Nobody can deny that 9/11 was a watershed, but it’s too easy to speak in verities about what it meant and means, particularly to the generation born after it. Coming of Age in the War on Terror is based on face-to-face, in-depth interviews and writing workshops I conducted with Muslim and non-Muslim high school and university students in Sydney, Australia. I was interested in understanding how young people born around 2001 have experienced a world they’ve only ever known to be ‘at war on terror’. For this generation there was never, as one 16-year-old non-Muslim boy I interviewed put it, ‘a “pre” and “post” 9/11’ difference’. For a 16-year-old Muslim boy, ‘the war on terror is just everywhere, I don’t know any different’.
I wanted to explore the impact of growing up in this political environment on their experiences at school – do they feel their school offers them a safe space to express themselves? Does the war on terror affect their trust relationships with their peers and teachers? Does it impact on their political consciousness, participation and expression?
Since 2005 I’ve been in schools around Australia, as a guest author delivering talks about my young adult novels or running writing workshops or individual classes in specific subjects such as History, Society and Culture, or Studies of Religion. The idea for this research project was inspired by what a year 10 student, Bilal, at a school in South Western Sydney (with an Arab-majority student body) told me during an author visit in 2015: ‘School used to be the one place I felt safe’. Bilal explained that he was worried that what he said about ‘stuff in the Middle East’ might be ‘taken the wrong way’. This was in the aftermath of the murder of New South Wales (NSW) police employee Curtis Cheng by a 15-year-old boy in October 2015, a tragedy that prompted government-led ‘countering violent extremism’ initiatives in schools.
Bilal’s words – ‘taken the wrong way’ – lingered with me. If this is how he felt, it opened up so many questions. After all, fear threads through relationships of trust (fear of your teachers’ or friends’ suspicions, for example), and through political participation (fear of expressing your opinion, fear of being seen as ‘too angry’ and so on). I was curious to understand from young people themselves what scared them; what and who made them feel safe and empowered. Most importantly, I wanted to compare the generational impact of the war on terror’s political climate on Muslim and non-Muslim youth born into a post-9/11 world.
For these young people, the war on terror was a fact of life, playing out differently depending on the intersections of religion, race, class and gender.
In my interviews with over sixty Muslim students it became fairly obvious to me that Muslim youth don’t rate being ‘groomed by ISIS’ as a concern in their lives. Yet no matter how many Muslim students spoke to me about their typically adolescent hobbies and interests, all were affected to some degree by the racializing impact of the war on terror and moral panics around their ‘radicalisation’. Abdul-Rahman, a devout 17-year old Muslim boy at an Islamic school in Western Sydney, put it this way: ‘I’m not afraid of terrorism. I’m afraid of being accused of being a terrorist’.
By contrast, almost all the non-Muslim students I met said that they were largely unaffected in any direct way by the war on terror. It had never ‘personally impacted’ them; it was ‘a background thing’. Many of them admitted that when they thought of a ‘terrorist’ the first image that ‘popped into their head’ (more than one student used this phrase) was ‘a Muslim’.
There was a common-sense, taken-for-granted quality to the ideas, thoughts and feelings relayed to me about ‘radicalization’ and terrorism by both Muslim and non-Muslim students.

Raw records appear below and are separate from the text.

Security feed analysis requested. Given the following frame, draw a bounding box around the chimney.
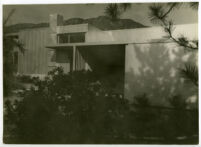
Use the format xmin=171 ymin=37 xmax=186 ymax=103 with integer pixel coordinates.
xmin=50 ymin=14 xmax=63 ymax=33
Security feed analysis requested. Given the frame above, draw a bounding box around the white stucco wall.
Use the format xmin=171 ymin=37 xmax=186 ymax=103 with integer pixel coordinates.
xmin=124 ymin=43 xmax=196 ymax=105
xmin=86 ymin=24 xmax=198 ymax=43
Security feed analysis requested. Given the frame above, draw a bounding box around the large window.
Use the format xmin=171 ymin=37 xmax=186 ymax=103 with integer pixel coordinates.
xmin=58 ymin=33 xmax=85 ymax=43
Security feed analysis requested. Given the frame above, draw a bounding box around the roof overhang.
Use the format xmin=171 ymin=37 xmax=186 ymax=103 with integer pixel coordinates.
xmin=46 ymin=42 xmax=129 ymax=49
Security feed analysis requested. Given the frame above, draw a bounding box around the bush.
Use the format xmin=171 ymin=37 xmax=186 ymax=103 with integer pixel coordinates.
xmin=4 ymin=68 xmax=198 ymax=144
xmin=5 ymin=68 xmax=128 ymax=143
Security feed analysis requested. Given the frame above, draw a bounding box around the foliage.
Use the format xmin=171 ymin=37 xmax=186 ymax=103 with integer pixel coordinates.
xmin=149 ymin=3 xmax=198 ymax=50
xmin=180 ymin=64 xmax=198 ymax=87
xmin=149 ymin=2 xmax=198 ymax=87
xmin=3 ymin=10 xmax=24 ymax=96
xmin=4 ymin=68 xmax=197 ymax=144
xmin=105 ymin=3 xmax=131 ymax=21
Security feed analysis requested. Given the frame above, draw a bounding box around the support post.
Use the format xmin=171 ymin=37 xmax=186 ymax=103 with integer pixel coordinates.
xmin=73 ymin=45 xmax=76 ymax=71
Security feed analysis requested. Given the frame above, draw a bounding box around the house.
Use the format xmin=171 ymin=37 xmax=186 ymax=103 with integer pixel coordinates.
xmin=9 ymin=14 xmax=198 ymax=104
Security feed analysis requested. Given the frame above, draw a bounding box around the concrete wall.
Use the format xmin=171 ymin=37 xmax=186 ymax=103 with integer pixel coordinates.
xmin=124 ymin=43 xmax=197 ymax=105
xmin=18 ymin=28 xmax=51 ymax=74
xmin=86 ymin=24 xmax=198 ymax=43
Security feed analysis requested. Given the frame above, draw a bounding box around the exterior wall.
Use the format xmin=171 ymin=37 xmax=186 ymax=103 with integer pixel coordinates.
xmin=124 ymin=43 xmax=197 ymax=105
xmin=86 ymin=24 xmax=198 ymax=44
xmin=18 ymin=28 xmax=51 ymax=74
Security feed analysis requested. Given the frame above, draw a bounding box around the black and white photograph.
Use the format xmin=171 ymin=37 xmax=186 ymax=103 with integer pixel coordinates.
xmin=1 ymin=1 xmax=199 ymax=145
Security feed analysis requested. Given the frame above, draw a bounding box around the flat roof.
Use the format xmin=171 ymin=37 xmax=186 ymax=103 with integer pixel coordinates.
xmin=46 ymin=39 xmax=174 ymax=49
xmin=46 ymin=41 xmax=129 ymax=49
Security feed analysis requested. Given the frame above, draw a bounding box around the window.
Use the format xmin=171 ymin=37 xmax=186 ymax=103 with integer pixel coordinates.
xmin=13 ymin=51 xmax=18 ymax=72
xmin=58 ymin=33 xmax=85 ymax=43
xmin=48 ymin=49 xmax=56 ymax=66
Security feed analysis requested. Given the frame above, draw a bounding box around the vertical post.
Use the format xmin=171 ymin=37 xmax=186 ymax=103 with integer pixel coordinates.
xmin=73 ymin=45 xmax=76 ymax=71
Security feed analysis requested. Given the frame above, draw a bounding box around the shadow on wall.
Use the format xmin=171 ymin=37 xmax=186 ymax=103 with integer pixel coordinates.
xmin=124 ymin=43 xmax=197 ymax=105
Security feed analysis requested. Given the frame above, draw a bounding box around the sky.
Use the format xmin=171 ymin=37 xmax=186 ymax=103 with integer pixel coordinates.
xmin=3 ymin=3 xmax=198 ymax=26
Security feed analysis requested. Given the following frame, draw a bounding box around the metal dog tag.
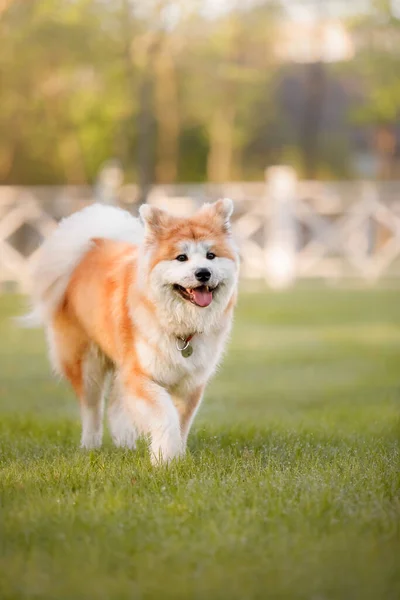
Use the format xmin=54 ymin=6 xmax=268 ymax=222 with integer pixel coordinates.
xmin=181 ymin=344 xmax=193 ymax=358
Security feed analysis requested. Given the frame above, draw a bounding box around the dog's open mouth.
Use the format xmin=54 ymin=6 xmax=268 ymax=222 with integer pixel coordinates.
xmin=174 ymin=283 xmax=217 ymax=308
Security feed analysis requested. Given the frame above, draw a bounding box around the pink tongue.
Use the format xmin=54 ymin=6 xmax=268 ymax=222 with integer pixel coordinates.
xmin=192 ymin=288 xmax=212 ymax=307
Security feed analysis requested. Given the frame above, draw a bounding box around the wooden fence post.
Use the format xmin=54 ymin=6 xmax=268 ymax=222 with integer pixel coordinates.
xmin=95 ymin=159 xmax=124 ymax=205
xmin=265 ymin=166 xmax=297 ymax=288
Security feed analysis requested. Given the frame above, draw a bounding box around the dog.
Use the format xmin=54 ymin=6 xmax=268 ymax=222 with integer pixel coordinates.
xmin=28 ymin=199 xmax=239 ymax=464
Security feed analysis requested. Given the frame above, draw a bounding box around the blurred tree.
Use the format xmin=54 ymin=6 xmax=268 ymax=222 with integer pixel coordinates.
xmin=349 ymin=0 xmax=400 ymax=179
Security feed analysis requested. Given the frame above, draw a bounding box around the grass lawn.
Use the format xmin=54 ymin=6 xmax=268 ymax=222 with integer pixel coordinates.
xmin=0 ymin=287 xmax=400 ymax=600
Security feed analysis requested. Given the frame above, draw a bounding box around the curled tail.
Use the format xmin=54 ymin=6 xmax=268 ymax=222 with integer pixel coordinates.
xmin=18 ymin=204 xmax=143 ymax=327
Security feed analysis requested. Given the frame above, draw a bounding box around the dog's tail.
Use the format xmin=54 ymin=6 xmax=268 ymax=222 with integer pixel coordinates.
xmin=18 ymin=204 xmax=143 ymax=327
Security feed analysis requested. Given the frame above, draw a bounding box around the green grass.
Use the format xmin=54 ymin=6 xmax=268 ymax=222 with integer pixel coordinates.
xmin=0 ymin=287 xmax=400 ymax=600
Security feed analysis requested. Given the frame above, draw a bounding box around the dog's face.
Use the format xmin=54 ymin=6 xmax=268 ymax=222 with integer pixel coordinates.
xmin=140 ymin=199 xmax=239 ymax=332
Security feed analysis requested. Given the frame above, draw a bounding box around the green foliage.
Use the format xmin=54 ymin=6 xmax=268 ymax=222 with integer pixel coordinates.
xmin=0 ymin=287 xmax=400 ymax=600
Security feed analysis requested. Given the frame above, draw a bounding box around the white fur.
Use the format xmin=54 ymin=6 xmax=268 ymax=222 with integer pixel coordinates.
xmin=108 ymin=377 xmax=137 ymax=450
xmin=81 ymin=346 xmax=108 ymax=449
xmin=31 ymin=204 xmax=143 ymax=325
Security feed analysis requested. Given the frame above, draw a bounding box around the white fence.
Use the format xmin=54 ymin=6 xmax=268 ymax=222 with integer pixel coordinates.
xmin=0 ymin=167 xmax=400 ymax=292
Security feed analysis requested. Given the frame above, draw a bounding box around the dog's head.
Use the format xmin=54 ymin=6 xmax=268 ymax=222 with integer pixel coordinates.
xmin=140 ymin=199 xmax=239 ymax=327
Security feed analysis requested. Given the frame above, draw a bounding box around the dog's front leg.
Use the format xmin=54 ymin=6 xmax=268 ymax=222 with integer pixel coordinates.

As evidence of the mobilization and spread of white supremacist movements increasingly emerges, it’s crucial to take stock of two decades of government policy and media discourse, as well as millions of federal and state dollars poured into counter-radicalisation schemes targeting Muslim youth. Whilst ‘national security’ has remained fixated on violent imperial policies in Muslim-majority nations on the one hand, and Muslim minority populations at home on the other, the far-right community, especially in the online frontier, has worked steadily and unimpeded to mainstream white nationalist ideologies. And many of the young people I met have noticed.
And so I set out to write a book that explores, mainly from the point of view of these young people, how race, Islamophobia, debates on race, ‘free speech’ and ‘identity politics’, countering violent extremism policies, counter-terrorism practices and media headlines drill down into young people’s everyday lives at school and in the community as they come of age.
Randa Abdel-Fattah's book Coming of Age in the War on Terror will be published by NewSouth in February 2021.